HSBC Holdings Plc (HSBA), Royal Bank of Scotland Group Plc (RBS) and Lloyds Banking Group Plc (LLOY) will pay partial settlements to small businesses over losses on improperly-sold interest-rate swaps to speed up the compensation process.
The three banks will pay back the purchase price of the products to customers first and later consider added losses they may have suffered, the Financial Conduct Authority said in a statement today. Barclays Plc (BARC) hasn’t signed up to the agreement to split compensation payments.
The regulator ordered the four largest U.K. banks earlier this year to compensate clients after it found “serious failings” in reviews of product sales. The banks have paid back 15.3 million pounds ($24.6 million) as of the end of last month, the FCA said.

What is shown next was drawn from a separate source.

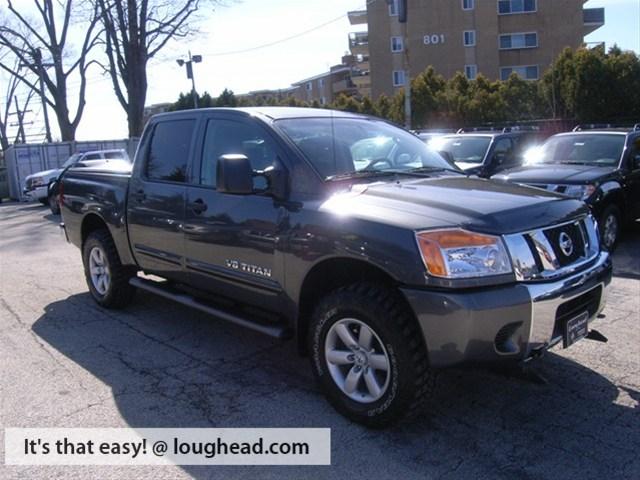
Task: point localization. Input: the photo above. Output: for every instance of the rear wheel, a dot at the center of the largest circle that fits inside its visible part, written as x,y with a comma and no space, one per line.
610,227
368,355
107,278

“Progress to this point has been slower than expected, but the latest figures show a significant pick-up from earlier publications,” the regulator said in the statement. The deal with HSBC, RBS and Lloyds will “simplify and speed up the process.”
British banks may end up paying billions of pounds for improper sales of swaps, according to analysts. It’s one of at least three scandals over improperly sold products facing U.K. lenders, who have also had to pay out billions over payment-protection and identity-theft insurance products.
“It is in Barclays’s interests as well as our customers to complete the review as soon as possible,” Barclays said in an e-mailed statement. “Where we have made mistakes, we will put them right.”
Lloyds is planning to double the number of redress claims it has resolved in November, the bank said in an e-mailed statement, while RBS said it is “prioritizing those businesses that are most in distress first.”
“Our recent decision to introduce ‘split payments’ is speeding up the process,” HSBC said in an e-mailed statement. It “means customers get redress that is due to them at the earliest opportunity, potentially months earlier than under the process for a single payment.”